UCARE: Undergraduate Creative Activities & Research Experiences

 

UCARE Research Products

Date of this Version

Spring 4-2020

Document Type

Poster

Citation

Krause, G.A., Tibbs, J.J., Tuliao, A., McChargue, D.E. (2020, April). Exploring Alcohol Use, Cannabis Use, and Desire to Dissociate in College Female Victims of Sexual Violence. Poster uploaded for digital presentation at the 2020 University of Nebraska-Lincoln Spring Research Fair, Lincoln, NE.

Comments

Copyright 2020 by the authors.

Abstract

Almost 20% of undergraduate women experience some type of completed sexual assault before graduating college. Experiencing a traumatic event, such as sexual assault, has been shown to increase difficulties with emotion regulation, and both PTSD symptoms and emotion regulation difficulties have been associated with marijuana-use coping motives (Bonn-Miller et al., 2011). Additionally, prior research has found that emotion dysregulation predicts alcohol involved sexual assault (AISA) in the short term, and alcohol problems increases the risk for AISA in the long term (Messman-Moore et al., 2014).
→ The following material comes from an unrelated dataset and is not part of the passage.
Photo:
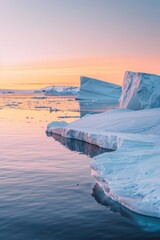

This suggests a cyclical relationship in coping drinking motives. This study seeks to further examine the relationship between alcohol use and sexual assault, as well as examine cannabis use and dissociative tendencies as possible contributing factors. Using substances to achieve a desire to dissociate is an understudied aspect of substance use and sexual violence. This study hopes to discover information on dissociation as a means of avoidant coping as well as its relationship to alcohol and cannabis use. In an online survey, college females answered questions about their alcohol use, cannabis use, sexual victimization experiences, and frequency that they wish to experience dissociation. Analyses show that participants who score higher on the sexual victimization measure use substances (both alcohol and cannabis) at higher rates and have more of a desire to dissociate than those scoring lower on the sexual victimization measure. These findings expand the current understanding of possible links between sexual assault, substance use, and the desire to dissociate.